Jadi Pertapan Satria Kera Putih

203 dibaca

Napak Tilas Segoro Kahyangan dan
Bukit Citro Kendalisodo (1)

Nama Kendalisodo selalu diidentikan dengan lakon pewayangan, sebagai pertapaan satria kera putih, Sang Hanoman. Di Lamongan, ternyata ada sebuah wisata alam yang cukup eksotis juga dibumbui cerita mistis jika kita ingin melakukan perjalanan ke tempat ini.

Hari Senin, tanggal 17 Agustus 2020, sebagai tonggak banga Indonesia memperingati Detik-detik Proklamasi Kemerdekaan RI ke 75. Wartawan posmonews. com bersama tim Gowes sejawat, memilih untuk melakukan perjalanan di wilayah Lamongan Selatan. Rombongan kami sepakat, untuk memperingati HUT RI ini dengan seremonial, upacara, rame-rame dan hidmad, namun kami ingin menyambut detik-detik Proklamasi itu di atas bukit Citro Kendalisodo Wonokoyo yang penuh misteri dan memiliki aura mistis yang tinggi.
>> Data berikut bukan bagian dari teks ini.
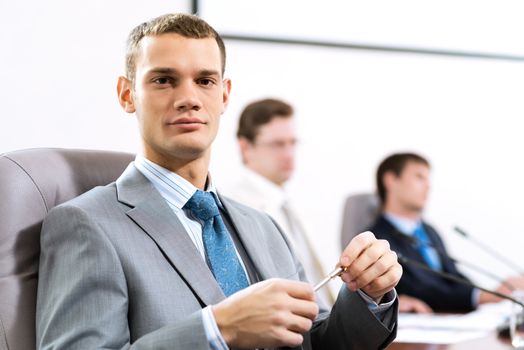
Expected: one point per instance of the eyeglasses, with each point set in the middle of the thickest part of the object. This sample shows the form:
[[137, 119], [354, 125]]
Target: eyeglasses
[[278, 145]]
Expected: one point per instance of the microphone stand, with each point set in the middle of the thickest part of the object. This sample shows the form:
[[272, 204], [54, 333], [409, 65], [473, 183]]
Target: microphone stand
[[454, 278], [415, 242]]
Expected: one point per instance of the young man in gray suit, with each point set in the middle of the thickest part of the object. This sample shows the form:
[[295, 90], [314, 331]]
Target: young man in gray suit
[[158, 260]]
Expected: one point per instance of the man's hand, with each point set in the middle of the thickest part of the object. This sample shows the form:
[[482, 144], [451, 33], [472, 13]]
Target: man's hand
[[371, 266], [271, 313], [411, 304]]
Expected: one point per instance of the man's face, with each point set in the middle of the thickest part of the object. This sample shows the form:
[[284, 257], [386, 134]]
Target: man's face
[[178, 96], [272, 155], [410, 189]]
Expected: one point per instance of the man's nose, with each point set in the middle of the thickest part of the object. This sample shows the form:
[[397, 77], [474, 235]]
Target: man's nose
[[187, 98]]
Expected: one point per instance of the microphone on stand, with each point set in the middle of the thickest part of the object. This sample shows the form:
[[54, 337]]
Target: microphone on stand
[[415, 242], [503, 329], [490, 251], [454, 278]]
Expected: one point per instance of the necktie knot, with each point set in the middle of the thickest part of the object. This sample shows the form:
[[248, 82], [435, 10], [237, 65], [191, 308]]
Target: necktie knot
[[202, 205]]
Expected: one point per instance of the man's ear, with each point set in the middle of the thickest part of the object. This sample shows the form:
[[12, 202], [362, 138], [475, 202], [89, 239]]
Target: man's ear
[[226, 90], [124, 89], [389, 179]]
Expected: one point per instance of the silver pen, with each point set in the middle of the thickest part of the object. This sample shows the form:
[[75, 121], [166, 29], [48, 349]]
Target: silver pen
[[336, 272]]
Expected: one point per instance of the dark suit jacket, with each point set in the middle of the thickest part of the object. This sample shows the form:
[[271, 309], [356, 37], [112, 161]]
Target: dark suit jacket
[[437, 292], [118, 271]]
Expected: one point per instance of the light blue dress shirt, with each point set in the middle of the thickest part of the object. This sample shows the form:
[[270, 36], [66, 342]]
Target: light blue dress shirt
[[177, 191]]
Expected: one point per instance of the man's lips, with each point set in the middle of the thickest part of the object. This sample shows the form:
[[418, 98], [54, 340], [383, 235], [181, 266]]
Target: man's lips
[[187, 123], [187, 120]]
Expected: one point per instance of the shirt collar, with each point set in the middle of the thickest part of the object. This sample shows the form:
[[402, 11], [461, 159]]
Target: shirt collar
[[174, 188], [402, 224]]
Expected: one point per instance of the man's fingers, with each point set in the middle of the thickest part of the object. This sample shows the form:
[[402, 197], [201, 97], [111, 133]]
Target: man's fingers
[[384, 283], [357, 245], [299, 290], [368, 258], [376, 269]]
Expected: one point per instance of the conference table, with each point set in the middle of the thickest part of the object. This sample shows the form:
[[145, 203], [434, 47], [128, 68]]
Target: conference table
[[491, 342]]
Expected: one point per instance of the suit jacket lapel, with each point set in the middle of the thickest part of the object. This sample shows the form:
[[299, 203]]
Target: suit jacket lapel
[[154, 216], [254, 238]]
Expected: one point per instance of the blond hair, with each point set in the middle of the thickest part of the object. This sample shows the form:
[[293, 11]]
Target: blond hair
[[186, 25]]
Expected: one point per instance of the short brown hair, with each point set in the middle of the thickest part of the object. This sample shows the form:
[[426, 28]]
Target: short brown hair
[[260, 113], [395, 163], [186, 25]]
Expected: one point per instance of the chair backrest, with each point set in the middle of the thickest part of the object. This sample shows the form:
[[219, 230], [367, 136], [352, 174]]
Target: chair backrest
[[31, 183], [360, 212]]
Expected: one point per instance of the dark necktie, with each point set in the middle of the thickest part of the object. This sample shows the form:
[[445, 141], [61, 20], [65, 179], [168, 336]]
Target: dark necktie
[[428, 253], [221, 255]]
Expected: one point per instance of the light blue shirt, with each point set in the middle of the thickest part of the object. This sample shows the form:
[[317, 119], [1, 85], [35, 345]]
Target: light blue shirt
[[177, 191]]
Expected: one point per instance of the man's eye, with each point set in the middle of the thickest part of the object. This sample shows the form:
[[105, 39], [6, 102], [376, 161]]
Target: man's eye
[[206, 82], [162, 81]]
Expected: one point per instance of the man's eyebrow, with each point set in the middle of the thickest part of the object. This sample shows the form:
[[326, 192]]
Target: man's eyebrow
[[208, 72], [162, 70]]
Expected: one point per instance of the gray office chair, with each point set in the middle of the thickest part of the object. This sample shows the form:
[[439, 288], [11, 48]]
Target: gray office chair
[[360, 212], [31, 183]]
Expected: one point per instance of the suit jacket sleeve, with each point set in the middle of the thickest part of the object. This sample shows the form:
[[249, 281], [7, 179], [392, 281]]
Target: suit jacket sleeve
[[350, 324], [76, 260]]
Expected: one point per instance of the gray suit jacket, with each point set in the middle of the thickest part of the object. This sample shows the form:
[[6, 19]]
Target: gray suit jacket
[[118, 271]]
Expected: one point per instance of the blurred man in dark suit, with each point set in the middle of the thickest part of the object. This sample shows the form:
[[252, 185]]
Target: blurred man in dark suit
[[403, 183]]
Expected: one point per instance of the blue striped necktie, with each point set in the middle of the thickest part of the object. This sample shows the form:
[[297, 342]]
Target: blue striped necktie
[[429, 254], [221, 255]]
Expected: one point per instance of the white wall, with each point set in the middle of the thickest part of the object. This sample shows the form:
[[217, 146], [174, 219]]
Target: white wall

Bagi pembaca yang hobby bersepeda, untuk menuju ke sana harus betul betul dibutuhkan stamina dan niat yang lurus, karena medan yang dilalui dengan sepeda angin, sepeda mtb harus dengan persiapan prima.
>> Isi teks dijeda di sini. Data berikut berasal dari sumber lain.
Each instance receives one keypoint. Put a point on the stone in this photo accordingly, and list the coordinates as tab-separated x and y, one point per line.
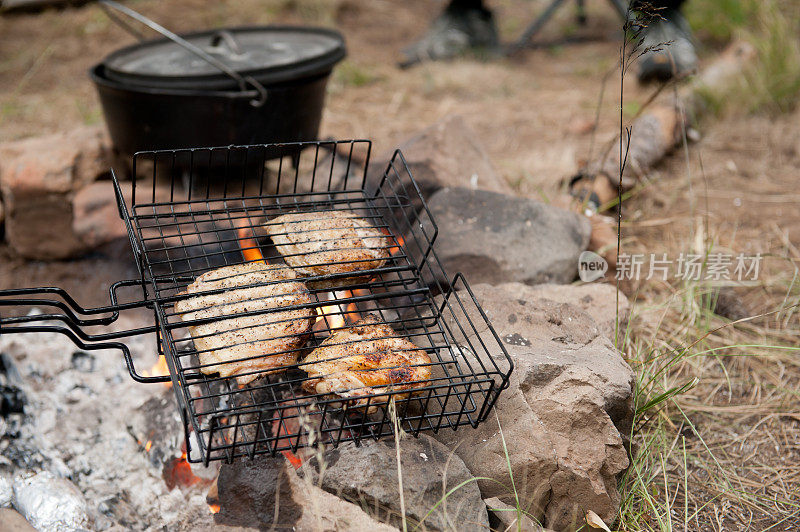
49	502
429	471
494	238
446	154
38	178
564	416
6	491
12	521
267	493
503	516
96	219
599	300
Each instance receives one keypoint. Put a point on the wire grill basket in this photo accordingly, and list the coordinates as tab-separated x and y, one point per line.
194	211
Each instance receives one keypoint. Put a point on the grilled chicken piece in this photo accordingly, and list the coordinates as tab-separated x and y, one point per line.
328	242
365	359
243	344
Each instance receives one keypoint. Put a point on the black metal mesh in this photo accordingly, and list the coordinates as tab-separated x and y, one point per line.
202	209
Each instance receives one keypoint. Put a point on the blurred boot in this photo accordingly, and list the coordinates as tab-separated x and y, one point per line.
454	32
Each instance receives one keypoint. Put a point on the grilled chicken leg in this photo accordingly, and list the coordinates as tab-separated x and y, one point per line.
365	359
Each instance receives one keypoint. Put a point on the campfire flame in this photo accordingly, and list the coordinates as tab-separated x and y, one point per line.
247	244
394	250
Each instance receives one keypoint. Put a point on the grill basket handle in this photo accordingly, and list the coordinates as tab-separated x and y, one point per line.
70	317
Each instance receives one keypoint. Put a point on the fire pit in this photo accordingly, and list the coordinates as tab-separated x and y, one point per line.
202	226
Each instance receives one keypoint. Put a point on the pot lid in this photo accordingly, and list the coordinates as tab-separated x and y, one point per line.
270	54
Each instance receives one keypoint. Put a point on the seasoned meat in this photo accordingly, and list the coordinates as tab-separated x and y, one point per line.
328	242
243	344
364	359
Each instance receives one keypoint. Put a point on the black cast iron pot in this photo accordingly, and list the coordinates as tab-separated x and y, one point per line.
252	85
140	118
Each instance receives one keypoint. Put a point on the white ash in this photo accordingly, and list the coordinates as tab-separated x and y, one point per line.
86	422
49	502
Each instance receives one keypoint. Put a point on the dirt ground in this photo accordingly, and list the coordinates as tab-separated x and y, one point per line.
534	114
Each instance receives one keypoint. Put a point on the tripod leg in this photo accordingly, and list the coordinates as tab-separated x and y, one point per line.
535	26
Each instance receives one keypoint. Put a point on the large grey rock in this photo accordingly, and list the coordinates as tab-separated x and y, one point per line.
494	238
266	493
368	474
563	417
446	154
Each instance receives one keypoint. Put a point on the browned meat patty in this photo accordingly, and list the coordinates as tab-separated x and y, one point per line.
364	359
328	242
235	346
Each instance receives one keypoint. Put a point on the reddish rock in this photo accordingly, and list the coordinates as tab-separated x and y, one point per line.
38	179
567	411
96	215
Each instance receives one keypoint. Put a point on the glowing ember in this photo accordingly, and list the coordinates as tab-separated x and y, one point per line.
247	244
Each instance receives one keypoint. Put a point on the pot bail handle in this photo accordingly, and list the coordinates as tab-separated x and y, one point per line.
244	82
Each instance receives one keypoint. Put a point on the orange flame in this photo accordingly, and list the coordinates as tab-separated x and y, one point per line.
178	472
159	369
394	250
248	245
283	430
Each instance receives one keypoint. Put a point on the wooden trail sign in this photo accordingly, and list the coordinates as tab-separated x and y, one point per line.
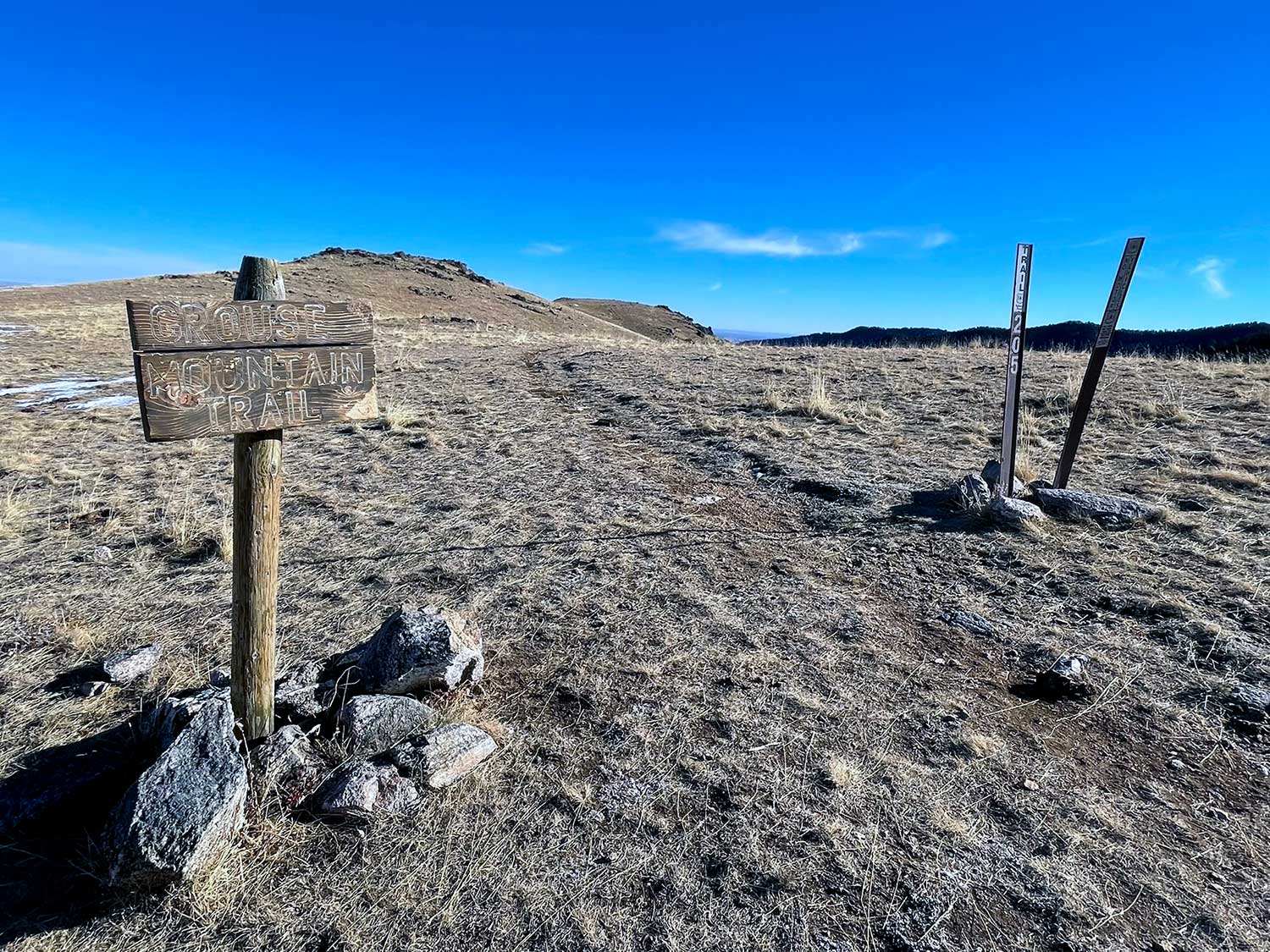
1013	368
251	367
1097	358
240	367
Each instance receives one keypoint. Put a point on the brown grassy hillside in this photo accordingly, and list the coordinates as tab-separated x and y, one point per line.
655	322
749	692
399	284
Karena upacara bendera saat ini secara virtual dan dibatasi pesertanya dengan aturan protokol kesehatan yang ketat. Pagi ini berempat berkeinginan untuk melakukan doa tepat detik-detik Proklamasi sedikit berbeda menuju route yang lumayan jauh dari lamongan kota melalui 5 kecamatan dengan jalanan bervariasi.
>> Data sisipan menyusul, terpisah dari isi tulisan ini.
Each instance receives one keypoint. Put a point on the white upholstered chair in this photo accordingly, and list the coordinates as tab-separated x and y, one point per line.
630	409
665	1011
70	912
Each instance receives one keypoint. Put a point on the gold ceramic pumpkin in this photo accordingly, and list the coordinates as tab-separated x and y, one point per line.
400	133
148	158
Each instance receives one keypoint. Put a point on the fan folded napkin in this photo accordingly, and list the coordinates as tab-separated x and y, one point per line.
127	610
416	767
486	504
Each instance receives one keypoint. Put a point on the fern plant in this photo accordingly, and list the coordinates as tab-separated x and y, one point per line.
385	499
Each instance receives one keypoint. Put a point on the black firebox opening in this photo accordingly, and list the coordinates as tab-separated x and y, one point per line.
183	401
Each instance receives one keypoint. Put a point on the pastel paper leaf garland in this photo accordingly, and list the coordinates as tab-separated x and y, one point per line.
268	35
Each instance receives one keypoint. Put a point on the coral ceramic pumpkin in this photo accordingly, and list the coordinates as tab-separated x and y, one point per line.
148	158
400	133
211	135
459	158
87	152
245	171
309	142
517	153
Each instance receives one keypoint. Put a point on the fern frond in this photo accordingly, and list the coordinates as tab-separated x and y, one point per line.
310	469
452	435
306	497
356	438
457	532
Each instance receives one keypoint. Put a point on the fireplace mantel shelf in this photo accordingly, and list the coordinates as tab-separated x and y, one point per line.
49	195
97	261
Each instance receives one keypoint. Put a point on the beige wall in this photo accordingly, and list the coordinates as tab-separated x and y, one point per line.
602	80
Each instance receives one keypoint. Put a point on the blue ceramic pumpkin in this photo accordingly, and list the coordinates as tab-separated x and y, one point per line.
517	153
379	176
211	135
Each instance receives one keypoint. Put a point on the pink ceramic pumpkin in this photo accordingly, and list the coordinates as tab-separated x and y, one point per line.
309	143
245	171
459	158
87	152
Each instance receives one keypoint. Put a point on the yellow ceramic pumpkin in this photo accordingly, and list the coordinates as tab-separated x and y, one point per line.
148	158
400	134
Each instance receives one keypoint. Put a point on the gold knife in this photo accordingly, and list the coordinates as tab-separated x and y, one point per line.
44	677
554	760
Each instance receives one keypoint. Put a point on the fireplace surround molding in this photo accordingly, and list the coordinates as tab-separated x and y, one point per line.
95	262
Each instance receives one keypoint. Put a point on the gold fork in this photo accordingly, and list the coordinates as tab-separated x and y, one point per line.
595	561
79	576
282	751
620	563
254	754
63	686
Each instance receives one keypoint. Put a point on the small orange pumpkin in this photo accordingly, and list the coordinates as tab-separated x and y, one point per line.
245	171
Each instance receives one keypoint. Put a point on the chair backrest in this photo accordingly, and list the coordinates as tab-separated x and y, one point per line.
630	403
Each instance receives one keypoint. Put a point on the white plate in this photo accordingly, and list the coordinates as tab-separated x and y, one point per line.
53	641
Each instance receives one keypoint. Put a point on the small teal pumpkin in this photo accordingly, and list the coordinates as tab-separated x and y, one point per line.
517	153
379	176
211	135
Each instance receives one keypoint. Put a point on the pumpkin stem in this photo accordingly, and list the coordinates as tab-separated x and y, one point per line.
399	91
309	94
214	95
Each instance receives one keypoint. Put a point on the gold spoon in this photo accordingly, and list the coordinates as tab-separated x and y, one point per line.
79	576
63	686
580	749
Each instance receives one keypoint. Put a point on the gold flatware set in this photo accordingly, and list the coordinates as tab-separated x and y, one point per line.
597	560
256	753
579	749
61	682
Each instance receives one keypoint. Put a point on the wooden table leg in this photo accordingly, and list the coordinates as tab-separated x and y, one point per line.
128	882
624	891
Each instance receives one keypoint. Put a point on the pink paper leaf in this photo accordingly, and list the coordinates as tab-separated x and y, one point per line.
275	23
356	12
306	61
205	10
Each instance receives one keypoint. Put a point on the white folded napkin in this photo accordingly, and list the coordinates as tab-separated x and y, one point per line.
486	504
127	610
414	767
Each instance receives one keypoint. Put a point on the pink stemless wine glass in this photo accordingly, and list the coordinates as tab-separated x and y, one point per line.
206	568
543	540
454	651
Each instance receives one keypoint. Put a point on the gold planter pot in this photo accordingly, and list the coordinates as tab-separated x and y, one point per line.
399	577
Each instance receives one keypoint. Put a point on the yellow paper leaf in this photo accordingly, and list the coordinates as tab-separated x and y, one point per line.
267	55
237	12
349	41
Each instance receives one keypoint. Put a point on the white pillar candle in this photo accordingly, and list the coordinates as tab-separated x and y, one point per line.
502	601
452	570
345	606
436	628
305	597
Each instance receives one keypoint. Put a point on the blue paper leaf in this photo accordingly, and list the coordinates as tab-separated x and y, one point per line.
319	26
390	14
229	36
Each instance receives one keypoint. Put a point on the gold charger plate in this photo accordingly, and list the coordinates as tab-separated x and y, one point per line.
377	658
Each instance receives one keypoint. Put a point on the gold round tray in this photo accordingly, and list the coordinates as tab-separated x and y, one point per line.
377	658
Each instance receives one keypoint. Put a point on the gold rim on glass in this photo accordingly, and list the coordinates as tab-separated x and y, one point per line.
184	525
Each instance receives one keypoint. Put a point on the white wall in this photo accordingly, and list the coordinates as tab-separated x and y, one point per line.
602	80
Posmo bersama Joko R, Anto P dan Mbah Farid berangkat via jalan makadam menuju Kecamatan Kembangbahu, jalanan beraspal mulai naik turun sampai pertigaan Sukobendu. Kami pun harus rehat, beristirahat sambil sarapan nasi rawon untuk menambah stamina, maklum sudah menempuh 20,5 km.

Pukul 08.45 WIB, kami langsung tancap gas melalui jalan beton cor menanjak dilanjut membelah hutan jati. Kini menuju Desa Wudi jalan paving stone menurun amat tajam, perlu kehati-hatian dan konsentrasi ekstra agar tidak jatuh. Usai menempuh jalan berbatu tajam kembali masuk hutan jati lebat, asri sejuk angin sumilir tapi tetap waspada. Duh gusti kemana arah jalan ini karena bercabang?

” Jangan kekiri pak tua salah, mestinya kita ke kanan”, kata Anthok pada pak tua Farid . Kekanan membelah hutan berumput sudah sekiloan mengurut jalan setapak, untungnya ketemu penggendong rumput kita disuruh balik dan jalur kekiri tadi yang benar.

Begitu sampai di puncak lor terlihat pemandangan yang luar biasa, indah sebagai pesona alam, pancaran sinar mentari yang panas menerobos di sela-sela ranting dan daun jati. Sedangkan dari jauh terlihat puncak batu cadas yang eksotik benar.

Setelah perjalanan 45 menit tibalah kami di sisi utara dan berhenti sebentar. Terasa ada getar halus menyapa tengkuk, ada getar bulu kuduk. Tak lupa berdoa dan minta ijin numpang lewat untuk menyapa area berbatu dan aura mistisnya.

” Cak Pink ( panggilan akrab wartawan posmo Arifin Katiq, red) ati- ati penghuni ghoib nya disini galak-galak″, kata pak tua.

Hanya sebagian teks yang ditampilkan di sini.